Noreen Islam, M.D., M.P.H., from Emory University School of Medicine in Atlanta, and colleagues used data from an electronic health record-based cohort study of persons enrolled in three integrated health care systems, including 2,869 transfeminine members matched to 28,300 cisgender women and 28,258 cisgender men and 2,133 transmasculine members matched to 20,997 cisgender women and 20,964 cisgender men. The incidence and prevalence of T2DM was examined in the cohort.

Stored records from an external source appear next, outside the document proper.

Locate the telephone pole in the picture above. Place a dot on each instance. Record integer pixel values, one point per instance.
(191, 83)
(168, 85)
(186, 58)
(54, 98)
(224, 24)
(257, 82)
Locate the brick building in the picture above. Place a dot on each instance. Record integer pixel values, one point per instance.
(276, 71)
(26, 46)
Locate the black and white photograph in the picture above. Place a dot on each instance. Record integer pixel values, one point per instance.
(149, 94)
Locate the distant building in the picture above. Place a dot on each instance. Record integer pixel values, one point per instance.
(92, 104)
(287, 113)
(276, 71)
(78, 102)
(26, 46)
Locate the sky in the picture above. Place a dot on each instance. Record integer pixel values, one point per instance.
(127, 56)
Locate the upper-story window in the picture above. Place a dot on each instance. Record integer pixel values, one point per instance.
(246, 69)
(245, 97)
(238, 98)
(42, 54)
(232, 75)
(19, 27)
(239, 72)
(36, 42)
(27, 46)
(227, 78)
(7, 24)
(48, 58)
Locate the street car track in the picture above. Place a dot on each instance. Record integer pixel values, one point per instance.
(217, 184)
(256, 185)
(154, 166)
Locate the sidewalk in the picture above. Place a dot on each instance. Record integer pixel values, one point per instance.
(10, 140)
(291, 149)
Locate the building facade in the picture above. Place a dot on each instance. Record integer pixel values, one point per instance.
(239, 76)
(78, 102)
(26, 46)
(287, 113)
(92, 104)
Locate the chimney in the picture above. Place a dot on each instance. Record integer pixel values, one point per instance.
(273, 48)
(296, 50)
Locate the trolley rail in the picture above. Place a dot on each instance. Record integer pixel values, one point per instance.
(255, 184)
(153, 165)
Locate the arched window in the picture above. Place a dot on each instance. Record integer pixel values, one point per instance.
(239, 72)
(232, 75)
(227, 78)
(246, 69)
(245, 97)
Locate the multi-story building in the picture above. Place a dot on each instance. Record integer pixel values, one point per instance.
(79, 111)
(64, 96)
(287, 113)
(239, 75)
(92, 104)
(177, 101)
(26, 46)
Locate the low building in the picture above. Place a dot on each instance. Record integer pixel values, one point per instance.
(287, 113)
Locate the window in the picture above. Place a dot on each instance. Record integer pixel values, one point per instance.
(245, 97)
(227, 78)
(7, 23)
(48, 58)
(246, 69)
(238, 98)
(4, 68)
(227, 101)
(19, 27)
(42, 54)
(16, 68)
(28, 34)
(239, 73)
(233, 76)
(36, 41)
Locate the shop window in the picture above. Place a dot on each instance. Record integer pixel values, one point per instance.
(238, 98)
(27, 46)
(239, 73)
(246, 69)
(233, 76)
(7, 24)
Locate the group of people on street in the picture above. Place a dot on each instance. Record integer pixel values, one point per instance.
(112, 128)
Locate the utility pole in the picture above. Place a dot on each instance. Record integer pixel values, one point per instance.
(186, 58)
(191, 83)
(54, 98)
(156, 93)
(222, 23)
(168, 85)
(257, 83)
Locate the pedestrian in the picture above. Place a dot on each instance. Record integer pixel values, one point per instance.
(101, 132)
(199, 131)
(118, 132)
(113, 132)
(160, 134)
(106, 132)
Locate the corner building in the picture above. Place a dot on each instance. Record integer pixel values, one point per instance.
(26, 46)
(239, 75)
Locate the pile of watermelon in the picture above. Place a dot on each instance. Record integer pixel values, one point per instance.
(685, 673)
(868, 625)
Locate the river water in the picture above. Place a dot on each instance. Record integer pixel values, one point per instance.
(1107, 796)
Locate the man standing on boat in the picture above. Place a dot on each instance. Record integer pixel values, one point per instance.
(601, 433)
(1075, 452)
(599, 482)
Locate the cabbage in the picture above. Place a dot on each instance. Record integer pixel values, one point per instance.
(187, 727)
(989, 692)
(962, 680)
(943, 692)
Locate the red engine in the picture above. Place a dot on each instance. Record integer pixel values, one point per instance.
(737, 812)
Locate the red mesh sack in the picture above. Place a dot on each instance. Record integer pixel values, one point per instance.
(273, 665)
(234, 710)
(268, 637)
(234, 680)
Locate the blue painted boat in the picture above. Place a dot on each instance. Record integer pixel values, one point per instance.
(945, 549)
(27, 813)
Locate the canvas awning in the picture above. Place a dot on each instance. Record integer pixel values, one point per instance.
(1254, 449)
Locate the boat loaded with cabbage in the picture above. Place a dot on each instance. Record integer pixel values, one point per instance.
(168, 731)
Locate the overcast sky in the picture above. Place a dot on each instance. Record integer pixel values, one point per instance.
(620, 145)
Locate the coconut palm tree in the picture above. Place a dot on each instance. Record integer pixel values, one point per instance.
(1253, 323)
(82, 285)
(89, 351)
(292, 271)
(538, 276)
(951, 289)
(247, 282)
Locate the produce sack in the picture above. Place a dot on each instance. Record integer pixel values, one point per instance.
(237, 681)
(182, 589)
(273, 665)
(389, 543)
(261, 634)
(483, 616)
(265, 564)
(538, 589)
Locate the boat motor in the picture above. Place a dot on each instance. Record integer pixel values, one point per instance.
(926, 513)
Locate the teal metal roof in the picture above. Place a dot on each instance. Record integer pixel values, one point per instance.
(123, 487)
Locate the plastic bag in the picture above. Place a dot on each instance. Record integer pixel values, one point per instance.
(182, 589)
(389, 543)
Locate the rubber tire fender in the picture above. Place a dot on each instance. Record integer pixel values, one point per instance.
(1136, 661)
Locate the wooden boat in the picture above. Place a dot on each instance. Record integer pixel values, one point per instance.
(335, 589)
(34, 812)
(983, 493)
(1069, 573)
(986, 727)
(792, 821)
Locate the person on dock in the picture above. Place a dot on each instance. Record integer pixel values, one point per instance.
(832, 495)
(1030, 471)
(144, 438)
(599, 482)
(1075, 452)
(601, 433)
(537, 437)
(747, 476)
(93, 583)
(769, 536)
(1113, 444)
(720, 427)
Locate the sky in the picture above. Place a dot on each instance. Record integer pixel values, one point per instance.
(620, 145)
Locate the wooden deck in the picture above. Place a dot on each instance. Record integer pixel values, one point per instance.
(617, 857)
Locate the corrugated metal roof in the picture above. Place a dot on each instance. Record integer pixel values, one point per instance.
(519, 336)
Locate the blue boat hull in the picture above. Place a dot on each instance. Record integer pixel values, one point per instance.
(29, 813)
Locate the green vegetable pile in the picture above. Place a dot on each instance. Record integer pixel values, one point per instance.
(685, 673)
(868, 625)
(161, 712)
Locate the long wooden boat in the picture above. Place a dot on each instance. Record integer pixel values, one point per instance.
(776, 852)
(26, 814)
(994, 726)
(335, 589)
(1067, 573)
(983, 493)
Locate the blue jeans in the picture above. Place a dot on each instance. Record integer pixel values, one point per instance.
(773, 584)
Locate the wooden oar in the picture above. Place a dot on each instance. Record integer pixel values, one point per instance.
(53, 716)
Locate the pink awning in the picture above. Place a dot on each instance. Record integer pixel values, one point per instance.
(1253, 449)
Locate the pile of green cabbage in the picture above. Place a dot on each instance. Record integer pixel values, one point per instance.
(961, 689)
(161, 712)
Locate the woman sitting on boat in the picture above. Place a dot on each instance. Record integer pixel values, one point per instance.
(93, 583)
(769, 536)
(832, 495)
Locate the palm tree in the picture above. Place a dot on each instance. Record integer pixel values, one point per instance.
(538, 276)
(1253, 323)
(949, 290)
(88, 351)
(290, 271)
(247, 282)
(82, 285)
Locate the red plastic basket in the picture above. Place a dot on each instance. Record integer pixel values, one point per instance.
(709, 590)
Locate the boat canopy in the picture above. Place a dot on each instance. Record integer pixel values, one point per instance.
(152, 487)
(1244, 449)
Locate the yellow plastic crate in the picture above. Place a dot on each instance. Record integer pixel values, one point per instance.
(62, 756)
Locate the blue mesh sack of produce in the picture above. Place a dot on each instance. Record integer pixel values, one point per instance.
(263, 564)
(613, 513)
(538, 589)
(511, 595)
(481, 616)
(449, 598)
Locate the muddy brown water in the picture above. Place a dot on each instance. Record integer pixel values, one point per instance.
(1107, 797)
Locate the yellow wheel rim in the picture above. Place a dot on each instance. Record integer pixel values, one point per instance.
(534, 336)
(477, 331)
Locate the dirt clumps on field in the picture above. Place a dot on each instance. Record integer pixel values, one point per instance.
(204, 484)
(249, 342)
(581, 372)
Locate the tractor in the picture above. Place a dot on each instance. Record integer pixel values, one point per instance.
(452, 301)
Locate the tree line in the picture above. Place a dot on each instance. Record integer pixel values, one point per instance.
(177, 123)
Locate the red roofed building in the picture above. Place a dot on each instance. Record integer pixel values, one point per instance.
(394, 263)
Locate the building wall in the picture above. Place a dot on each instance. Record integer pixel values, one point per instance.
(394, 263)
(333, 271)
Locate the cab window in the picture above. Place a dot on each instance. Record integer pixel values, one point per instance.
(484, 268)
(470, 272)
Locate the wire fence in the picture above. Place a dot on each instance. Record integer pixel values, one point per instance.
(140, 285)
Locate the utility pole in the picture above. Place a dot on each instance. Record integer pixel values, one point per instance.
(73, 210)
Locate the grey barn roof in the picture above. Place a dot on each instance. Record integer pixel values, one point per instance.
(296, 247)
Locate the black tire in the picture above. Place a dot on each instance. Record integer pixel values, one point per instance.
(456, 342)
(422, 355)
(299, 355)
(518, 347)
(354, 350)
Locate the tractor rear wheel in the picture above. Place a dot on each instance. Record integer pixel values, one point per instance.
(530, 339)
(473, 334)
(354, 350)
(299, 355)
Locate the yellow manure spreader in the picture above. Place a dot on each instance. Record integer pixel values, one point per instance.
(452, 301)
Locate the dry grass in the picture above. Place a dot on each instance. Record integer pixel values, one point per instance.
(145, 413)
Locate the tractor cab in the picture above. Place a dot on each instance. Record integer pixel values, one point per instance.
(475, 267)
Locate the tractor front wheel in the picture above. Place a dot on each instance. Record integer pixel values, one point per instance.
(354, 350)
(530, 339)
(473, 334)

The researchers found that compared with cisgender female referents, the transfeminine cohort had increased prevalent and incident T2DM, with odds ratio and hazard ratio estimates of 1.3 and 1.4, respectively. Across the remaining comparison groups, there were no significant differences seen in the prevalence or incidence of T2DM, overall or in transgender and gender diverse persons, including those receiving gender-affirming hormone therapy.
"Our study findings provide some reassurance that gender-affirming therapy does not increase the risk of type 2 diabetes, but our analysis was not designed to evaluate more subtle subclinical changes," Islam said in a statement. "For this reason, health care providers should continue monitoring the metabolic status of individuals receiving gender-affirming therapy."